PDT Staff Writer
Steve Wells has spent most of his life in service to the community in one capacity or another — the last six as Scioto County Community Development Director. He has now decided to step back and spend some time traveling and more quality time with his grandchildren. Wells handed in his letter of resignation to the Scioto County Commissioners Tuesday, making his resignation official as of the end of the year.
“There is so much going on,” Wells said. “I wish I was 20 years younger.”
“The people of this area are tremendous people,” Wells said. “Once you convince them they will support you to the nth degree. They have been disappointed at times, and it’s hard to get that confidence back. You don’t ever want to let that confidence go. I have personally tried my darndest to not embarrass them, and you never hit a hundred percent.”

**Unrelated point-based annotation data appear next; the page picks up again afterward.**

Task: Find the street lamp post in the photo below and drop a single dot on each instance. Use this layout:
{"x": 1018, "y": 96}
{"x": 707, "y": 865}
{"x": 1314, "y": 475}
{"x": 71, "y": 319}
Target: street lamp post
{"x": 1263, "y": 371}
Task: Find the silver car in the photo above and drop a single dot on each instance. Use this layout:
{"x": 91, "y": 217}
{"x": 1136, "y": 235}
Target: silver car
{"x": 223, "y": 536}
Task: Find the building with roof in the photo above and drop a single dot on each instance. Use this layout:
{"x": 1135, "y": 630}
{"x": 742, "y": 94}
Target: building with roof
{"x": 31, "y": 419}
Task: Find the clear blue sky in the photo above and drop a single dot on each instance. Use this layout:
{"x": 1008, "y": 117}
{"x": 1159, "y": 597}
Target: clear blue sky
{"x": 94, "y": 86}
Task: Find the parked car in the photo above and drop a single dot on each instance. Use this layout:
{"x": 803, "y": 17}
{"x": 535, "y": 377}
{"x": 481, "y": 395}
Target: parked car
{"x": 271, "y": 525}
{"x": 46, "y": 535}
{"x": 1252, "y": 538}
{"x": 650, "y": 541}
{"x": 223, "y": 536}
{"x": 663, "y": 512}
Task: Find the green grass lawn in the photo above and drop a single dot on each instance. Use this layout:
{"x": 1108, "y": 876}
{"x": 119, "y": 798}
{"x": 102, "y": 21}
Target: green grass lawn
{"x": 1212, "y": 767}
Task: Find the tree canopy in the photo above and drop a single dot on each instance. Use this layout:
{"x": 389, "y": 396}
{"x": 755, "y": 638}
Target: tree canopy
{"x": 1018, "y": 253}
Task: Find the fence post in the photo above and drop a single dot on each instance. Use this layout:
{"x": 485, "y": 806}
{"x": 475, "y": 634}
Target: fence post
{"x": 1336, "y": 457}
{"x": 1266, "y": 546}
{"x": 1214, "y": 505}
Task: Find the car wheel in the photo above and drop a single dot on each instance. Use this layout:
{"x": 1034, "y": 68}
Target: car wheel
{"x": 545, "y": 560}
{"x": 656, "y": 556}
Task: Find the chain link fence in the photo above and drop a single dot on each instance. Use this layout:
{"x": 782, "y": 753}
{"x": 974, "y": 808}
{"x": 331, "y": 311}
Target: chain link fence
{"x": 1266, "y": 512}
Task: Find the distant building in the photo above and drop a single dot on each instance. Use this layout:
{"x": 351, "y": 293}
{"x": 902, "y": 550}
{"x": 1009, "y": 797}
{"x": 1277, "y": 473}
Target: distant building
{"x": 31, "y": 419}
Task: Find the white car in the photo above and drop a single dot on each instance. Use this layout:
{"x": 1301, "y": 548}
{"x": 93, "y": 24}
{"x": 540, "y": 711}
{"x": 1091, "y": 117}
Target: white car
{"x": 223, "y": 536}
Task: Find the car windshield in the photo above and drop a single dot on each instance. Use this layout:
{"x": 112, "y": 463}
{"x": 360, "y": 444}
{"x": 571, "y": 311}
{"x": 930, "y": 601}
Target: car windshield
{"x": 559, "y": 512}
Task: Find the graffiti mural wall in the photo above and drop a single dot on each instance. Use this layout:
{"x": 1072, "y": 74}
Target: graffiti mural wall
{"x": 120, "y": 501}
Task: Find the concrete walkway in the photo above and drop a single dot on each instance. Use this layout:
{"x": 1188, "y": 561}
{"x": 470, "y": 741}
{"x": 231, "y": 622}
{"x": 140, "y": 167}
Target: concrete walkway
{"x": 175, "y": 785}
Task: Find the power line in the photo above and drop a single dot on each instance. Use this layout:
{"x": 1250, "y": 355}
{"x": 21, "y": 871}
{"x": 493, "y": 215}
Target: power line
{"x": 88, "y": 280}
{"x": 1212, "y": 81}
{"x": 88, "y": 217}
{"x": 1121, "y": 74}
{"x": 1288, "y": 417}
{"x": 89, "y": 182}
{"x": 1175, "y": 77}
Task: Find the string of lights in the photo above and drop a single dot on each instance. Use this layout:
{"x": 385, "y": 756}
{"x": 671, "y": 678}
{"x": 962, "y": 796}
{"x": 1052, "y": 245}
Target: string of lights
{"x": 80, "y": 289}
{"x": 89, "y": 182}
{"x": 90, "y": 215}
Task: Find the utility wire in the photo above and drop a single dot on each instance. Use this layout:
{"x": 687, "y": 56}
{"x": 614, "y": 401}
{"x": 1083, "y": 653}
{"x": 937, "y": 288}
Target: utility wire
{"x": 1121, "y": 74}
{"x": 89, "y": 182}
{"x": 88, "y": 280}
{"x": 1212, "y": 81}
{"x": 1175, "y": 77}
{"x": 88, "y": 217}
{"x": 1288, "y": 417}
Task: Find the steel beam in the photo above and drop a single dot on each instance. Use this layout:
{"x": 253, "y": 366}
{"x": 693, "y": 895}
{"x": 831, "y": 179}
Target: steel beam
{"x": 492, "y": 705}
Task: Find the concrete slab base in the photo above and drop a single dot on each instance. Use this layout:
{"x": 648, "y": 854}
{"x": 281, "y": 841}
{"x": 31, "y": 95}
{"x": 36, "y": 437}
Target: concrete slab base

Wells has been involved in business and government as far back as he, and most of the area, can remember.
“I ran around a lot of different industries for 19 years. I was an engineer at Williams Manufacturing. They closed down in 1976, if memory serves right. And I went for a year and some months to the city of Portsmouth, as a grant writer and planner,” Wells said. “Then I went back into industry, and then I came back out and worked for the County Commissoners, then the village of New Boston in development. I then headed up the old SEDC (South Eastern Development Commission) for a while. I moved on to the (Scioto County) Vocational School (now Scioto Career Technical Center), then back to the county. So they’ve had a hard time getting rid of a bad penny.”
Wells said he believes the area can look for an upturn.
“We’re right now getting more calls from all over the world, people are looking at this valley,” Wells said. “They’re coming and going. They’re talking to people. It is an absolute most positive time I have seen. And as a community in general I see us really pulling together.”
Wells cited the work being done by downtown business leaders who have been meeting on Thursday morning, what the Scioto County Commissioners have done, and the work done by the leaders of the village of New Boston.
“Everybody’s been a part of everything,” Wells said. “We’ve got Fluor (B&W) in here helping, and we’ve got a four-county group forming that’s going to jointly market, because no one group can afford the bill by themselves, so they’re leveraging resources, and it’s a tremendous time. I wish I was 20 years younger. I’d love to be a part of it.”
Wells said there have been challenges, but all of the people have pulled together.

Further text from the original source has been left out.